Kelowna has been named the sixth “rattiest” city in B.C. by Orkin, an extermination company that ranked the province’s Top 20 rat havens based on the number of treatments it performed in 2017.
Vancouver is first, followed by Victoria, Burnaby, Richmond, Surrey. In the Okanagan, the only other city to earn the dubious distinction of being in the Top 20 was Vernon, which is the 18th rattiest.
While it’s on individual property owners to deal with their rat issues, local governments have been working to help them do so.
At the Kelowna South-Central Association of Neighbourhoods the rat problem prompted a visit last year from Don Stolz, integrated pest management gardener with the Kelowna’s parks division, to explain to association members how to deal with them.

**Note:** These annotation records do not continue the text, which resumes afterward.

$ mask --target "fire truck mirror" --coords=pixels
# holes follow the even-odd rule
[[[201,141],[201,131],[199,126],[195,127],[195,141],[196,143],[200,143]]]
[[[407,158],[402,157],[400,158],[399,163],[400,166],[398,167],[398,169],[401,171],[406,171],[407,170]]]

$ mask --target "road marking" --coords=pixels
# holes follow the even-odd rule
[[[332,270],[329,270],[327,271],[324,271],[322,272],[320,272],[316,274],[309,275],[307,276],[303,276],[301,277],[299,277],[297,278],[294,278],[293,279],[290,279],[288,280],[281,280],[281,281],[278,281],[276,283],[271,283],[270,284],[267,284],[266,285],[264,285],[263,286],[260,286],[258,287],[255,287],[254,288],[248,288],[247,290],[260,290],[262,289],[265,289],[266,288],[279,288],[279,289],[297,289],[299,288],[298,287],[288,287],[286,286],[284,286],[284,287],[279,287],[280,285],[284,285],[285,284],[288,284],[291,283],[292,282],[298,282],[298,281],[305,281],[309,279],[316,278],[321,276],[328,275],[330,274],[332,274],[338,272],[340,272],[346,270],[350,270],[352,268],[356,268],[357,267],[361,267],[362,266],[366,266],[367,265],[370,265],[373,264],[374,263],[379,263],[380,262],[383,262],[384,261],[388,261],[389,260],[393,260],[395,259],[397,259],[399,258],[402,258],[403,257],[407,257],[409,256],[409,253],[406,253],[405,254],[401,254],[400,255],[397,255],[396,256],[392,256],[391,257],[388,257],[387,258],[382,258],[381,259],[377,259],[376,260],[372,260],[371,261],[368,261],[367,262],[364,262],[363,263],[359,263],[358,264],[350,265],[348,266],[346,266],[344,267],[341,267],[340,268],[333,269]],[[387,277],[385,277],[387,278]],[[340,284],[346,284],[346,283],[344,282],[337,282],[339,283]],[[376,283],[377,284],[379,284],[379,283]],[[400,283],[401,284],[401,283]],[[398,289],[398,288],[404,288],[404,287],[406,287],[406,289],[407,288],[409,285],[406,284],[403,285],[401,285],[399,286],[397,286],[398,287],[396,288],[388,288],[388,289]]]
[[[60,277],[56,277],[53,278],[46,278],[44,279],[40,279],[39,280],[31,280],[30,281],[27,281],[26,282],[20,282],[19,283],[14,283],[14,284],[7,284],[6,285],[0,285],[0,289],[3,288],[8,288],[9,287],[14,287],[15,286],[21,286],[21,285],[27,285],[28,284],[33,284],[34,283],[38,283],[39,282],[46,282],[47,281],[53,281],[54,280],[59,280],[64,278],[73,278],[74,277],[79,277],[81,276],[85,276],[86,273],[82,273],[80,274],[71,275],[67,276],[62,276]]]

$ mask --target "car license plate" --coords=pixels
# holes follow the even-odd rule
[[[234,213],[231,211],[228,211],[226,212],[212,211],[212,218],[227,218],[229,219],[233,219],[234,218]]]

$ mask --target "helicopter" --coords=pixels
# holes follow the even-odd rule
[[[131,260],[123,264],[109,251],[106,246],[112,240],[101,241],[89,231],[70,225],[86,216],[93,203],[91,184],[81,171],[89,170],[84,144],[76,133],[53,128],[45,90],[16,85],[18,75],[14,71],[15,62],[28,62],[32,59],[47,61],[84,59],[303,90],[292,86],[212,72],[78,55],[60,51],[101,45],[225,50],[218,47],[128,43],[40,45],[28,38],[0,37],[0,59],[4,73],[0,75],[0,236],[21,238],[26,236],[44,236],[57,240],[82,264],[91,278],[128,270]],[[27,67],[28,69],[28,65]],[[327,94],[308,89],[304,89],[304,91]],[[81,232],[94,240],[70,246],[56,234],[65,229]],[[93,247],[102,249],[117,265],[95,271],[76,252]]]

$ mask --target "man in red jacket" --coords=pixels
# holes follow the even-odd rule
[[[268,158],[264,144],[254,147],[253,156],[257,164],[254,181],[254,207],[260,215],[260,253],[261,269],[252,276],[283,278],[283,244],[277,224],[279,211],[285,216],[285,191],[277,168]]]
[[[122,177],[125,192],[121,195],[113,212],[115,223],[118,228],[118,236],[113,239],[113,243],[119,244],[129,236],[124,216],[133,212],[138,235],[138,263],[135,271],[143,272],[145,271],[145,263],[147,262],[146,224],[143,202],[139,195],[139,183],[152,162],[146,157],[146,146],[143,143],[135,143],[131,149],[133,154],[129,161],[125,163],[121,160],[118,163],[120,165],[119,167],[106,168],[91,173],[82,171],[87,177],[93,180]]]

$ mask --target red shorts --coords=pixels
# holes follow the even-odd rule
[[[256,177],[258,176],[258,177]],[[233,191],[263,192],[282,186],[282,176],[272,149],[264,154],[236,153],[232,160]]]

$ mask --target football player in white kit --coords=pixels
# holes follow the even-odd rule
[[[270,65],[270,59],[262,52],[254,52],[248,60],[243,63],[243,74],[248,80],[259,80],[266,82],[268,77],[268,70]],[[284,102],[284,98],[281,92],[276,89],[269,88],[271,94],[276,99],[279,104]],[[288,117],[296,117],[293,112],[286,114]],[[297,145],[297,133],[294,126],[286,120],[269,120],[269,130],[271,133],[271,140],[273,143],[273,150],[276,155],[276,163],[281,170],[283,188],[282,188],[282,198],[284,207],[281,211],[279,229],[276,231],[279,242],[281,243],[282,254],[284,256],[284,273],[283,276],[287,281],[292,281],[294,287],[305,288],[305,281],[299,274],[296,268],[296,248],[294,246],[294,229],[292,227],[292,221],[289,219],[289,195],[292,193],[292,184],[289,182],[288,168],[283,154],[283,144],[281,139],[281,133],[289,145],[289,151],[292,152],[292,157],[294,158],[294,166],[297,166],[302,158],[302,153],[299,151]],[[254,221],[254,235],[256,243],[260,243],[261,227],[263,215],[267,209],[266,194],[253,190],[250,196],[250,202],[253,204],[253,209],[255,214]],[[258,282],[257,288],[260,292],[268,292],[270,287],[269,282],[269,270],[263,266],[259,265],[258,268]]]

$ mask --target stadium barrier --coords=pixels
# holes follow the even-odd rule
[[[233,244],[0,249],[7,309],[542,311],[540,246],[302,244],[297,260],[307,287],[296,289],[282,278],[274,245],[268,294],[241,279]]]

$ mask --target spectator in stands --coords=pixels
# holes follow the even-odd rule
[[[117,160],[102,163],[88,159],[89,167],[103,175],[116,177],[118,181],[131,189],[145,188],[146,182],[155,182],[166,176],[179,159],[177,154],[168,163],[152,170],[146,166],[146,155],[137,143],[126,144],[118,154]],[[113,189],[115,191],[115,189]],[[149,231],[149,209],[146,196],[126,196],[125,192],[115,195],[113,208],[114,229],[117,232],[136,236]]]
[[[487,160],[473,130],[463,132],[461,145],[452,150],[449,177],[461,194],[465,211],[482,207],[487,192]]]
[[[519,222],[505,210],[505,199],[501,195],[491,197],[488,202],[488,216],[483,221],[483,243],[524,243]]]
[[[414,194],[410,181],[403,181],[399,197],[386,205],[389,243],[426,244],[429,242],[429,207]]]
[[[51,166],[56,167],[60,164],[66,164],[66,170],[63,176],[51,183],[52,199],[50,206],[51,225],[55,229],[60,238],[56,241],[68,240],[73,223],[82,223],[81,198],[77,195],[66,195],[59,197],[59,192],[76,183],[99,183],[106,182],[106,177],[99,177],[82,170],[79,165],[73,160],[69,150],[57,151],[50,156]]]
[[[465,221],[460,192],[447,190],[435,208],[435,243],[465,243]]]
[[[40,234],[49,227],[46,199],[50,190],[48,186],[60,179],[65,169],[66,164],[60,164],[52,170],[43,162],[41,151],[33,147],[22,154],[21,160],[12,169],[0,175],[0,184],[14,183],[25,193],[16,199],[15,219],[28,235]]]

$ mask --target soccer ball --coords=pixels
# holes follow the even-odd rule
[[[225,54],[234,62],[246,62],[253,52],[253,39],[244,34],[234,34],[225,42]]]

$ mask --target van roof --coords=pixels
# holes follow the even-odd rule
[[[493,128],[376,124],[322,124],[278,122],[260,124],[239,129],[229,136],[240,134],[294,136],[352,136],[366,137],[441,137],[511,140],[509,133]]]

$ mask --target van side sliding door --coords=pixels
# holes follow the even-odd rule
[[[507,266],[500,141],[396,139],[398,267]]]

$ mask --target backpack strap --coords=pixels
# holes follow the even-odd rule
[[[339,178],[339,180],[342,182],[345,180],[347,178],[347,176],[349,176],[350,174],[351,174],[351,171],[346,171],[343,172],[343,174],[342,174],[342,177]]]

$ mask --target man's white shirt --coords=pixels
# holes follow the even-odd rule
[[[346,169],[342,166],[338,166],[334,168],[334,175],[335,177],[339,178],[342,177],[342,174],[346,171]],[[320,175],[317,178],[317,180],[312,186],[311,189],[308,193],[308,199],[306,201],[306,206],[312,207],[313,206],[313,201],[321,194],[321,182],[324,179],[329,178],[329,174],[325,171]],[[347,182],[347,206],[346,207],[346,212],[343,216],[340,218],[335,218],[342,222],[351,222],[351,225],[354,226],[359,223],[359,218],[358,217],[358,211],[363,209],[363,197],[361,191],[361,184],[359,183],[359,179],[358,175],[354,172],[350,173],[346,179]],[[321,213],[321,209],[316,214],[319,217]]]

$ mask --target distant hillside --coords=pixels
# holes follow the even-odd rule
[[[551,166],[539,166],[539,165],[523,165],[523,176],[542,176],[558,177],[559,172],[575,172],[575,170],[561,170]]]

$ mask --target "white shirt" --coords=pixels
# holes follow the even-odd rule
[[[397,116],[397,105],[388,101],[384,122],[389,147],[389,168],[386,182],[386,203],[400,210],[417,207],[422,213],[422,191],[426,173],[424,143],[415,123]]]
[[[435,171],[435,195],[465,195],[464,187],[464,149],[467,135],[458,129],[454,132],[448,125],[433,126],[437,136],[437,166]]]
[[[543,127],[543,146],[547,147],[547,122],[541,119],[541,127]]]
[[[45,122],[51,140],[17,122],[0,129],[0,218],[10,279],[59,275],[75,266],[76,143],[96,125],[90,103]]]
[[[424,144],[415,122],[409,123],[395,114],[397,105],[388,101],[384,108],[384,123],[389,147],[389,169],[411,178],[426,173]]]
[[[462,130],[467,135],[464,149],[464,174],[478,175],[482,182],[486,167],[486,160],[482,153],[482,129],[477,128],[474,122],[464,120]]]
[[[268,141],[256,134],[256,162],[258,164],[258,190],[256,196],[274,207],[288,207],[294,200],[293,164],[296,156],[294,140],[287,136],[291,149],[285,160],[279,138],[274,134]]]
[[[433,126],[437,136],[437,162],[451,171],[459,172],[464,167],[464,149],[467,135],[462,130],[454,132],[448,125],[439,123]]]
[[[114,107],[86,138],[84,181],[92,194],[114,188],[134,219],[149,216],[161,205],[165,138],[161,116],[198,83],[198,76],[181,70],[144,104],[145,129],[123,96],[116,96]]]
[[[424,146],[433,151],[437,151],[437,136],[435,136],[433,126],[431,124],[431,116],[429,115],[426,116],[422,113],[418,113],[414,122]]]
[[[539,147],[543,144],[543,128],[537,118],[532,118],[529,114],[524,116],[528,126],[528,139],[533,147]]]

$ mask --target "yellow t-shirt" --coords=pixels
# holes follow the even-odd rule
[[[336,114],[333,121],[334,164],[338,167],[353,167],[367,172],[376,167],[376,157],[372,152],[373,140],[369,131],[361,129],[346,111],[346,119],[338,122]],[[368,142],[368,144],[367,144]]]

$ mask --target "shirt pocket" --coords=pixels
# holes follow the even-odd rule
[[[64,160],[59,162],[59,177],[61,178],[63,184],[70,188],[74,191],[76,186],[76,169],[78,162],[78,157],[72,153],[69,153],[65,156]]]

Stolz told the Kelowna Capital Newsthat rat sightings have become common in Kelowna’s Mission, downtown core, Glenmore and Rutland areas in the last three or four years.
“In the Raymer-Richter area where I live, I just caught one the other night. I have lived there for 23 years and I never saw any rats, not one, until just in the last three or four years,” Stolz said.
“My neighbour alerted me about it initially, and we talked about it among our other neighbours as to how we can collectively deal with the problem. It doesn’t matter if you take all the rat proofing precautions in your own yard if the neighbour is not doing the same thing.
“Rats don’t understand property lines. They go where they can find food, water and warmth. And they can really travel and cover a lot of ground.”
Stolz said reports from Toovey Heights residents of rats being spotted in various yards this winter was a surprise for him to hear, something which both he and long-time Toovey residents say has never occurred previously.
“They can fit into some amazing places. If they can get their nose, face and and an ear inside an opening, they will get through even if their body is twice the size of the hole. If you think a hole might be too small for them to fit through, think again,” Stolz said.
Frank Ritcey, provincial co-ordinator with WildSafe BC, tends to focus on bear, deer and coyote complaint issues, but the exploding rat population issue has gained the public’s interest.
“If you take all our education materials and substitute rat for bear, it pretty much amounts to the same thing in terms of wildlife proofing your property,” Ritcey said.
He said the reason rats are suddenly showing up in Interior communities is a bit of a mystery, one he says that Thompson Rivers University students have begun doing preliminary research on.
“They are able to get around by transferring themselves in or on trucks or other shipped goods from the Lower Mainland and if they find an urban setting, they can thrive,” he said.
“We have cameras along lots of trails in the region but we never see any rats. We see lots of other wildlife and rodents but never any rats. They don’t survive well in the wild.”
Nolan Newman, B.C. Interior and Yukon branch manager for Orkin Canada in Kelowna, thinks the rat outbreak in the Interior can be traced to a garbage strike in Vancouver more than a decade ago, where garbage was allowed to accumulate on the streets.
“After that strike, we began to see rats showing up in areas never seen before throughout the Okanagan, Kamloops, Salmon Arm, Creston, Cache Creek, Castlegar and Nelson,” Newman said, adding rats set up home in cars, semi-trucks and truck transport loads, essentially hitchhiking their way to Interior communities.
And if they arrive in your community unhindered, rats multiply quickly at a far greater level than even rabbits.
“Rats have a shorter gestation period. They become sexually mature very early in life, six weeks of age, and they can have a large litter of 10 to 12 babies at a time. Females can give birth to one batch of babies and at the same time be pregnant with the next batch,” Ritcey said.